Eugène Mollard accepte mal cette longue séparation avec le manuscrit. Il n’a jamais su porter le deuil, a toujours tenté, lors de la disparition d’un être prétendu cher, de ranimer la flamme du souvenir. Tentative vouée à l’échec, tant il a du mal à retenir de petits morceaux de passé entre les mailles de sa mémoire. Il en souffre, pour les personnes comme pour les objets, et son manuscrit n’échappe à la règle. Depuis qu’il l’a introduit dans une enveloppe à bulles, il a la certitude de l’avoir perdu.

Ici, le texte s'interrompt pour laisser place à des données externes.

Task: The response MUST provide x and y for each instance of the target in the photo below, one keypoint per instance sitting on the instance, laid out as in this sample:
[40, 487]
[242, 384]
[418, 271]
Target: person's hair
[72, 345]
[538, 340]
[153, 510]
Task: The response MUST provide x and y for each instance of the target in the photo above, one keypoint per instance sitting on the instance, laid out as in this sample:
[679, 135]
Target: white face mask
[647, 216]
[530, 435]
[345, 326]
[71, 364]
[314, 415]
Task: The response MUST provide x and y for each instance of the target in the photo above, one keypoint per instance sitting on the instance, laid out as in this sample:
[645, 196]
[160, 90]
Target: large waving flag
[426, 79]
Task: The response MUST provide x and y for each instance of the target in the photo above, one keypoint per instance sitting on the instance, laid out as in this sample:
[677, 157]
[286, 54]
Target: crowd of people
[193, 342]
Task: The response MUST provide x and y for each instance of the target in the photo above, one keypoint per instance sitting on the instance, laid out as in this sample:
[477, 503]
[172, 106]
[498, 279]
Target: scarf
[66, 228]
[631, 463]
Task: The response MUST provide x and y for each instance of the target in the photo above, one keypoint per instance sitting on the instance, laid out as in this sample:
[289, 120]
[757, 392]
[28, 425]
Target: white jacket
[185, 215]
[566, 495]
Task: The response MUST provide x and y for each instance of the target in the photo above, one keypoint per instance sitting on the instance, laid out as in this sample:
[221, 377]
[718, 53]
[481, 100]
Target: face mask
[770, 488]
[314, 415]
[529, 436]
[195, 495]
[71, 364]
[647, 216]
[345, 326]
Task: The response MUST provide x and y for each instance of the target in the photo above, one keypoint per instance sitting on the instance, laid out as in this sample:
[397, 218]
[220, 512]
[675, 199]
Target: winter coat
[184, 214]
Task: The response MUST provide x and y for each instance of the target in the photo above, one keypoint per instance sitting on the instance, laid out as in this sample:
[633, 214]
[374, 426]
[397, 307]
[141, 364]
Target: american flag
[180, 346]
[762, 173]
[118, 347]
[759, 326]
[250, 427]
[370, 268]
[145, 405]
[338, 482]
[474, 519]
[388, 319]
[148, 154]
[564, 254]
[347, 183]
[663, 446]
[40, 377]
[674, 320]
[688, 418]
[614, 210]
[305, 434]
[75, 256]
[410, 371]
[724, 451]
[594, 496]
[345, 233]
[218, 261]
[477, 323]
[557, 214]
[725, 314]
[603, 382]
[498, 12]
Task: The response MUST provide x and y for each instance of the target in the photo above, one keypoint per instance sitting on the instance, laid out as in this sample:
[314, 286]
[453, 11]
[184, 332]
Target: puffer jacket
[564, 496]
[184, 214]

Il ne sait pas ce qu’est devenue son histoire, ignore ce qui l’a condamnée. La sensation qu’il éprouve est nouvelle, il ne parvient pas à réunir tous les éléments qui le constituent. Il s’estime morcelé, dispersé depuis ce jour où il a accepté de livrer une partie de lui même. Il avait tellement l’habitude de n’exister que sur quelques mètres carrés, tellement pris l’habitude de ne fournir aucun motif à se souvenir que ce début d’aventure littéraire l’a bouleversé. L’essentiel de son aventure terrestre aurait pu se résumer en quelques lignes grises au milieu d’une rubrique nécrologique provinciale.
Au lieu de cela, au lui de se satisfaire de petites péripéties charcutières, il a fallu qu’il se mette en tête de laisser une trace. Une trace écrite, mal écrite bien sûr, envoyée là bas, ailleurs, dans un autre espace que le sien.
Heureusement il n’avait proposé son manuscrit qu’à une seule maison d’édition. Il n’aurait pas accepté de se savoir disséminé, cible de tant de regards simultanés. Il avait rêvé, chaque nuit de l’été qu’on reconnaîtrait son talent, qu’il surprendrait. A chaque départ de sommeil, il s’épuisait à toujours imaginer le même scénario. Il se préparait, il expliquait, il justifiait, se justifiait.
Durant ses insomnies estivales, il ne cessait de s’interroger sur les origines d’une telle histoire. Une histoire avec des enfants, pour les enfants mais qu’ils ne pourront lire tant il estime ses idées dangereuses c’est Justine qui le dit et farfelues. Une histoire avec des enfants, lui qui les fuit, eux qui ont peur ou qui l’ignore. Il prépare les réponses qu’on ne manquera pas de poser à propos de la cruauté du héros. Il expliquera qu’il a imaginé ce que des millions d’enfants rêvent ou rêveront chaque soir, si on s’entête à ne considérer qu’ils ne sont que de passage. Il comprend maintenant que son dernier chapitre est raté, trop différent du reste. Il sait qu’il faudra peut être reprendre sa première idée, celle qui a tant choqué Justine. Il s’est préparé, a travaillé différents dénouements. Il pourra les proposer au cas où.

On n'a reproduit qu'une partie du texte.